Sim, durante décadas a indústria britânica dependeu de fontes fósseis de energia, como carvão. Mas isso mudou. O Reino Unido está liderando a transição para uma economia de baixo carbono, com políticas voltadas para a criação de hubs industriais que utilizam energias renováveis, como hidrogênio verde. O Brasil, por outro lado, tem um grid energético muito limpo, graças à sua dependência de hidrelétricas e, mais recentemente, os grandes investimentos em solar e eólica. Nos próximos anos e décadas, o desafio para o Brasil será regularizar os créditos de carbono, o que pode fazer do País um grande fornecedor para o mundo todo.

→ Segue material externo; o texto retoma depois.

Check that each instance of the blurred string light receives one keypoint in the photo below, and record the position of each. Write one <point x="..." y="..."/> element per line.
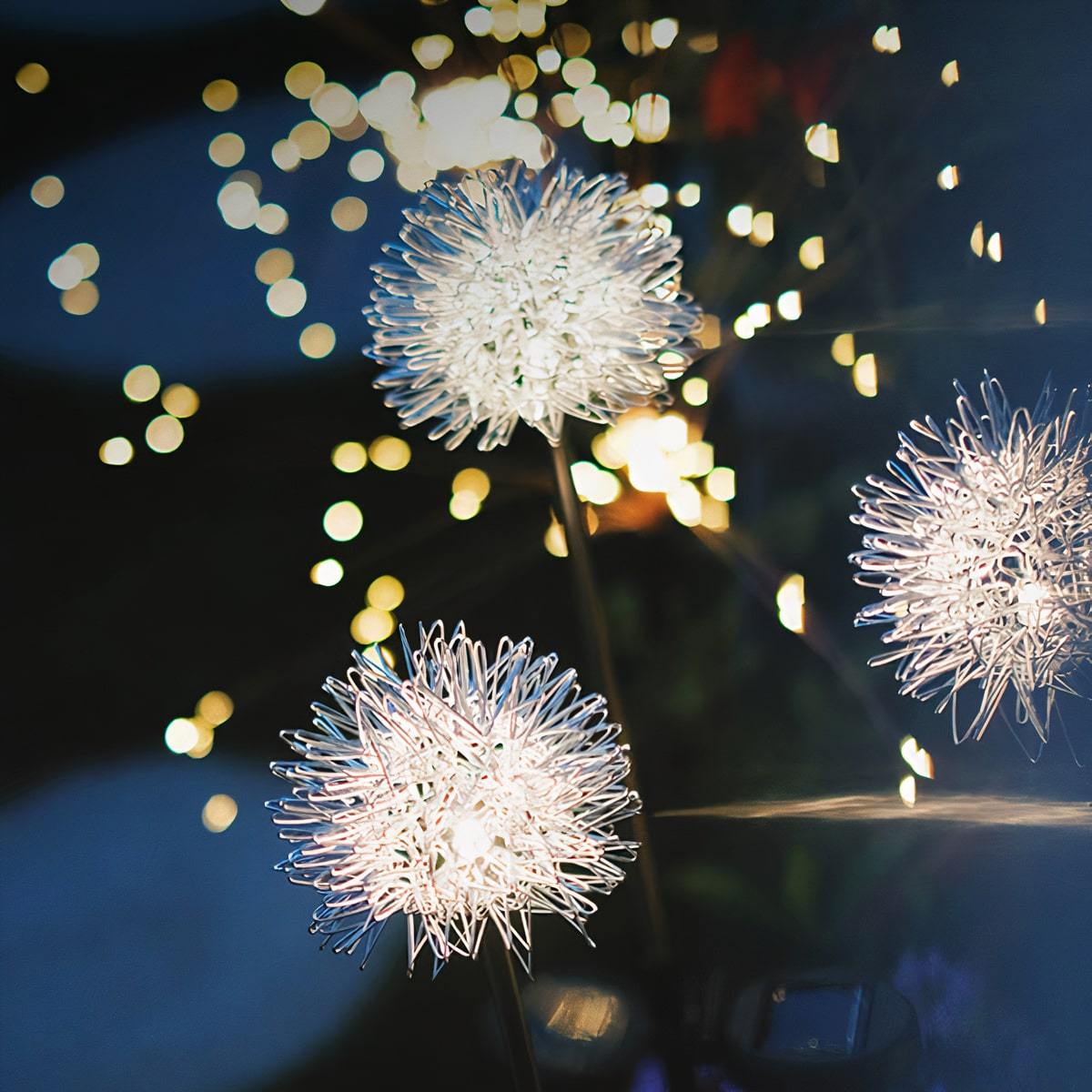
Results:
<point x="219" y="96"/>
<point x="865" y="379"/>
<point x="822" y="141"/>
<point x="343" y="521"/>
<point x="887" y="39"/>
<point x="790" y="601"/>
<point x="117" y="451"/>
<point x="349" y="457"/>
<point x="917" y="758"/>
<point x="948" y="178"/>
<point x="48" y="191"/>
<point x="813" y="252"/>
<point x="327" y="572"/>
<point x="218" y="813"/>
<point x="33" y="77"/>
<point x="141" y="383"/>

No campo comercial, o Brexit trouxe uma postura mais protecionista do Reino Unido, enquanto o Brasil está buscando abrir sua economia com novos acordos, como a tentativa de livre comércio do Mercosul com a União Europeia. Você vê a possibilidade de um acordo de livre comércio entre Brasil e Reino Unido?
Não considero que o Brexit represente uma postura protecionista do Reino Unido. A decisão se baseou em muitas variáveis, que vão além das questões comerciais. Mas sobre a possibilidade de um acordo de livre comércio entre os dois países, acho que ainda não estamos nesse ponto. Há passos importantes sendo dados. Por exemplo, o acordo de dupla tributação entre os dois países, que já foi aprovado pelo Reino Unido, mas ainda precisa ser ratificado pelo Brasil. Isso, por si só, facilitaria muito o comércio e o investimento entre nossos países. A bitributação por parte do Brasil é hoje um obstáculo para um crescimento mais rápido dos negócios.

E a reforma tributária no Brasil, em sua opinião, ajudará a fortalecer essa relação comercial nos próximos anos?
Com certeza. A reforma tributária simplificará o ambiente de negócios no Brasil, tornando-o mais atraente para investidores estrangeiros e para os próprios empresários brasileiros. Todos nós sabemos que a complexidade tributária do Brasil é, historicamente, um entrave para atrair empresas e investimentos de fora. Até conseguir entender como o sistema funciona, muitas empresas decidem por investir e se instalar em outro lugar. Isso é muito ruim para a economia. Essa é, sem dúvida uma das grandes barreiras hoje, e sua resolução com a nova reforma pode impulsionar ainda mais o comércio bilateral e abrir novas oportunidades de negócios em todas as áreas.

Para fechar, você sabe quantas empresas britânicas operam no Brasil atualmente?
Não tenho o número exato em mãos, mas posso buscar essa informação e te passar depois. O que posso te adiantar é que há uma forte presença britânica no setor financeiro e, com o aumento dos projetos de transição energética, esse número tende a crescer ainda mais.